I have a fairly straight forward question & i'm hoping there's a very simple answer that I just haven't stumbled upon yet.
I'm attempting to use tidyr::separate()
to create two columns within a data.frame from a single character string column (using a comma as a delimiter). The issue is that the data has multiple commas; however, there are quotes around the left-most column. Is there a way to separate this value into two columns while respecting the contents within the quotes?

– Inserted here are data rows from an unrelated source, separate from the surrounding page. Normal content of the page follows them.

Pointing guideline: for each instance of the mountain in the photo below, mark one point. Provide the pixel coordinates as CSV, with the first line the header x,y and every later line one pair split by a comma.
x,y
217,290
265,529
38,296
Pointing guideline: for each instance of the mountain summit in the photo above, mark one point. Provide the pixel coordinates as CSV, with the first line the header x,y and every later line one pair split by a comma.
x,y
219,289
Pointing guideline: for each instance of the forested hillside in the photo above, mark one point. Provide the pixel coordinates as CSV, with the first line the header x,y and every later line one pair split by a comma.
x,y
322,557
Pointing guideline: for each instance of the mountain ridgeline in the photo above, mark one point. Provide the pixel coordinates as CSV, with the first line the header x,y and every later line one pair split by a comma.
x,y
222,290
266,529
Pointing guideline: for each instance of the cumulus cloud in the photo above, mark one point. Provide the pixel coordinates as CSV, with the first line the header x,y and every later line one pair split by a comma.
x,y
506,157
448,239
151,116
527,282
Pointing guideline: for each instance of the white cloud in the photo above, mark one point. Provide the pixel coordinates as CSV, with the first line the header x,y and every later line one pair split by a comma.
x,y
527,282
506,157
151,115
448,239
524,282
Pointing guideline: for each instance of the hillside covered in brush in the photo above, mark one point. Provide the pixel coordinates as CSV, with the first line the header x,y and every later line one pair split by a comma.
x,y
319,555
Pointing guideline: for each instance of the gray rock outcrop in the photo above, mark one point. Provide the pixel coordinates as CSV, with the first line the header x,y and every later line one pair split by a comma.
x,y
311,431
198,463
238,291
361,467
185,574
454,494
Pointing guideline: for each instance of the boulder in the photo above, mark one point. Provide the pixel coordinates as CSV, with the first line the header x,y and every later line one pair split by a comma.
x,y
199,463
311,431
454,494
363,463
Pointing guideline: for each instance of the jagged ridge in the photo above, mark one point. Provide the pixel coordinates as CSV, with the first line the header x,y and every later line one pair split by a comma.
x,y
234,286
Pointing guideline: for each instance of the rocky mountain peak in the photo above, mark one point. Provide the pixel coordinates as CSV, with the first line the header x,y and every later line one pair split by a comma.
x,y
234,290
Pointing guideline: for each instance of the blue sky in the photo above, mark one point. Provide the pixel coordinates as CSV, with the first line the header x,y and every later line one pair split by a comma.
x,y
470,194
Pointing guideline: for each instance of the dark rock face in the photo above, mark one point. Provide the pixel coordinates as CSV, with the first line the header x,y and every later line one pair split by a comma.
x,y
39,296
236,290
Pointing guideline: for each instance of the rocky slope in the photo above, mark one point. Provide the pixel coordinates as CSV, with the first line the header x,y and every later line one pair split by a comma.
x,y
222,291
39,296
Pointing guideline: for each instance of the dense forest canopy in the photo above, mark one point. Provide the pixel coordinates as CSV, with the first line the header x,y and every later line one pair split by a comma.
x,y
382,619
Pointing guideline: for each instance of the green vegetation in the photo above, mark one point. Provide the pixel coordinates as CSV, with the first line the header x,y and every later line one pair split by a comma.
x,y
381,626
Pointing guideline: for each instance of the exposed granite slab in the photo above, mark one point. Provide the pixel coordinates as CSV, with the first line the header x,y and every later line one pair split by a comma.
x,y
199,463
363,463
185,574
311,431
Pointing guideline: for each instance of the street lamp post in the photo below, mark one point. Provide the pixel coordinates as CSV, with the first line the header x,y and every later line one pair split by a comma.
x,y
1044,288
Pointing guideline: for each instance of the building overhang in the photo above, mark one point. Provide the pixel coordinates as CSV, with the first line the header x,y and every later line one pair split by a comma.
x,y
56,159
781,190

#trying to re-create the issue
band_members <- data.frame(col = paste0('"Paul,George,John,Ringo','"',',','Beatles'))
print(band_members)
----------------------------------
col
----------------------------------
"Paul,George,John,Ringo",Beatles
----------------------------------
#trying to separate
new_dat <- band_members %>% tidyr::separate(col = col,into = c('members','band'),sep = ',')
print(new_dat)
------------------
members band
--------- --------
"Paul George
------------------
^ This is not ideal. What I'd like (below):
------------------------------------
members band
-------------------------- ---------
"Paul,George,John,Ringo" Beatles
------------------------------------
Any help would be greatly appreciated!
CodePudding user response:
If format is always like "members",band
, using sep = '",'
instead of ","
may helps.
band_members %>%
tidyr::separate(col = col,into = c('members','band'),sep = '",') %>%
mutate(members = paste0(members, "\""))
members band
1 "Paul,George,John,Ringo" Beatles
CodePudding user response:
You can use tidyr::extract()
rather than separate
, and then it's just a case of finding the right regex:
band_members %>%
extract(col, c("members", "band"), "^\"(.*?)\",(.*?)$")
Result:
members band
1 Paul,George,John,Ringo Beatles